Harlem Désir appelle à une "renaissance de l'Europe"

Harlem Désir le 7 juin 2013 à Paris [Claire Lebertre / AFP/Archives] Harlem Désir le 7 juin 2013 à Paris [Claire Lebertre / AFP/Archives]

Harlem Désir (PS) a appelé samedi, en présence de plusieurs responsables socialistes de l'Europe du sud, à une "renaissance de l'Europe" basée sur la croissance et l'emploi, et a dénoncé l'"échec" des politiques d'austérité des "gouvernements conservateurs" et de la Commission européenne, "incapables d'apporter une réponse à la crise".

"Nous voulons appeler ensemble à une renaissance de l'Europe. On ne sortira pas de la crise que traverse aujourd'hui l'Europe par des politiques d'austérité, mais au contraire en donnant la priorité à la croissance, à l'emploi, à des investissements communs", a déclaré le premier secrétaire du Parti socialiste devant des journalistes.

L'eurodéputé était entouré notamment d'Antonio José Seguro, le secrétaire général du PS portugais, d'Alfredo Perez Rubalcaba, secrétaire général du PSOE (Espagne), d'Evangelos Venizelos (Pasok, Grèce) et de Guglielmo Epifani, secrétaire national du Parti démocrate (Italie), avec lesquels il venait de s'entretenir.

Il s'agissait, a dit Harlem Désir, d'un "sommet de la solidarité, de l'alternative face à l'échec des politiques qui ont été conduites ces dernières années sous l'égide des gouvernements conservateurs et de la majorité de droite au sein de la Commission européenne, qui ont été incapables d'apporter une réponse à la crise".

Évoquant l'approche des élections au Parlement européen, en 2014, le responsable français a énuméré plusieurs "propositions" qu'il entendait défendre avec ses collègues "progressistes" européens pendant la campagne électorale.

"Nous considérons que la façon dont est abordée la question des déficits aujourd'hui par la Commission européenne est un échec flagrant", a-t-il dit notamment.

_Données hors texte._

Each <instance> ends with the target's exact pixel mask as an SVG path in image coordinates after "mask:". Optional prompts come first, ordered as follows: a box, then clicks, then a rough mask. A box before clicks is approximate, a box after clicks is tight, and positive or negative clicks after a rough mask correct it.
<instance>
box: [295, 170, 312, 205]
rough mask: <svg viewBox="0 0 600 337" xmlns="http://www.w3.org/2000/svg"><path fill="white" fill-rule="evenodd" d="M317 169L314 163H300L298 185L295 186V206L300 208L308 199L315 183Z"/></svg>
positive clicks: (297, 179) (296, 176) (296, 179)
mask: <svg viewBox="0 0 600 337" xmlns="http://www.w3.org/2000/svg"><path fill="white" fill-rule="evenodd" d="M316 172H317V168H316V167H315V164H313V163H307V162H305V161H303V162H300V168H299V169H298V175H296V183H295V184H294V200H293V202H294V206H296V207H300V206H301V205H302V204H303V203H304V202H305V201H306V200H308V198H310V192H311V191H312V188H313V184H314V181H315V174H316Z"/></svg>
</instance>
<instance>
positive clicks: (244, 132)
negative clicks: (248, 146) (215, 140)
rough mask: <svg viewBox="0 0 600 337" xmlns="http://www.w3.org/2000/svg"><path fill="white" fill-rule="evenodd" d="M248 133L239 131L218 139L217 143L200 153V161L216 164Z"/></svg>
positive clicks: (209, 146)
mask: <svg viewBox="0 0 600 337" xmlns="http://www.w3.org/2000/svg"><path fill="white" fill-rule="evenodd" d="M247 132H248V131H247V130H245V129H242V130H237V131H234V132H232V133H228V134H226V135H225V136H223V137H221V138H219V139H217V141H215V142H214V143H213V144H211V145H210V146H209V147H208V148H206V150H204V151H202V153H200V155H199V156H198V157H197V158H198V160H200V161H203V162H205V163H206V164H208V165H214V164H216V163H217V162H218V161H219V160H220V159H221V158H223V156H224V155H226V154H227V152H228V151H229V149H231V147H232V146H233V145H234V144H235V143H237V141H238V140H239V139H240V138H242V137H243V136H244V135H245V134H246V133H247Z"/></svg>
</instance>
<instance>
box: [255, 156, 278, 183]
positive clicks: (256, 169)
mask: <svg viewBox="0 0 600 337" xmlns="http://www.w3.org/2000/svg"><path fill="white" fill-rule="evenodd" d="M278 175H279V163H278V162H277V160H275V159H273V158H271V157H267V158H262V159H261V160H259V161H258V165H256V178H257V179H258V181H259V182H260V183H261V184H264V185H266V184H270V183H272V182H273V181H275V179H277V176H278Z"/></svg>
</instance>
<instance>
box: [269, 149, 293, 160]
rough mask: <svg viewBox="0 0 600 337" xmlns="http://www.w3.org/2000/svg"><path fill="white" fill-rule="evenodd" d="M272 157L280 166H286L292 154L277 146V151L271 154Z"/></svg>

"Nous demandons donc qu'il y ait une nouvelle doctrine... La réalité, c'est que aujourd'hui, plusieurs pays qui ont été soumis à des plans draconiens de réduction des dépenses publiques ont d'ores et déjà totalement réduit leurs déficits structurels. Il est absurde de s'en tenir à une approche qui ne tient compte que des déficits nominaux", a-t-il relevé.

Prenant l'exemple de la Grèce, qui a aujourd'hui, selon lui, un déficit structurel de 0,2%, Harlem Désir a estimé qu'"en ajoutant des politiques d'austérité à la situation de ces pays (frappé par des déficits considérables, NDLR), on ne fait qu'aggraver la récession et accroître le déficit nominal".

"Nous demandons donc une approche qui prenne en compte le déficit structurel et non plus le déficit nominal", a-t-il fait valoir.